Hiromi Sugano is a Biostatistics Reviewer for Pharmaceuticals and Medical Devices Agency (PMDA), Japan. She is in charge of the biostatistics review and consultation in Office of New Drug II. She has mainly reviewed cardiovascular disease-related drugs so far. Additionally, she works for Office of Advanced Evaluation with Electronic Data, and she is in charge of supporting utilization of submitted and accumulated electronic data in PMDA through offering training and practical assistance for usage of analysis software to reviewers.

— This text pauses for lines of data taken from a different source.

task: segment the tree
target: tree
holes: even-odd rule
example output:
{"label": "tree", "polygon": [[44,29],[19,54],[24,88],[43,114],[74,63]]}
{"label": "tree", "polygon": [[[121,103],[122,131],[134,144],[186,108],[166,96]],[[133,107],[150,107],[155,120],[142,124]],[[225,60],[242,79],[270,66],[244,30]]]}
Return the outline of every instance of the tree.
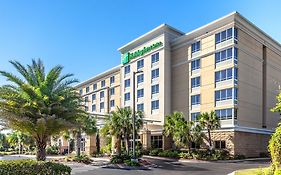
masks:
{"label": "tree", "polygon": [[187,147],[190,150],[193,125],[193,122],[184,119],[183,113],[174,112],[165,117],[164,134],[171,136],[177,147]]}
{"label": "tree", "polygon": [[37,160],[46,159],[47,140],[74,127],[78,116],[85,116],[81,97],[72,86],[73,74],[62,75],[62,66],[45,72],[43,62],[32,60],[23,66],[10,61],[20,77],[6,71],[0,74],[10,82],[0,87],[0,116],[10,128],[31,135],[37,147]]}
{"label": "tree", "polygon": [[[135,115],[135,126],[136,132],[143,125],[143,113],[137,111]],[[101,133],[103,135],[114,135],[116,137],[116,152],[120,154],[121,145],[120,141],[124,139],[126,142],[126,151],[129,153],[129,140],[133,135],[133,123],[132,123],[132,111],[130,108],[117,108],[117,111],[113,111],[110,116],[108,116],[105,126],[102,128]]]}
{"label": "tree", "polygon": [[205,128],[208,132],[209,149],[213,149],[211,131],[220,128],[220,120],[214,111],[210,113],[204,112],[198,117],[199,123],[202,128]]}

Riwa Tanaka is a data scientist of Medical Information Dept. for Chugai Pharmaceutical Co., Ltd. She has been working on text data analysis, analytic support and implementation of new technology solutions in the call center since she joined MI two years ago.
Toru Tsunoda has been in charge of business development and sales support at SAS Institute Japan for Japanese health and life science industries for 9 years. Before joining SAS, he provided pharmaceutical & information technology companies with management consulting services at global & domestic consulting firms.
Yi (Eason) Yang is currently Senior Principal Statistical Programmer, global lead of programming team for Entresto® (LCZ696) which is the new foundation of care for reduced heart failure. He joined Novartis in 2010 and has been leading multiple Phase III global trials and pooling activities in Cardiovascular Metabolism, Immunology & Dermatology therapeutic areas. He is also actively participating in the organization and operation of PharmaSUG China conference as member of conference committee.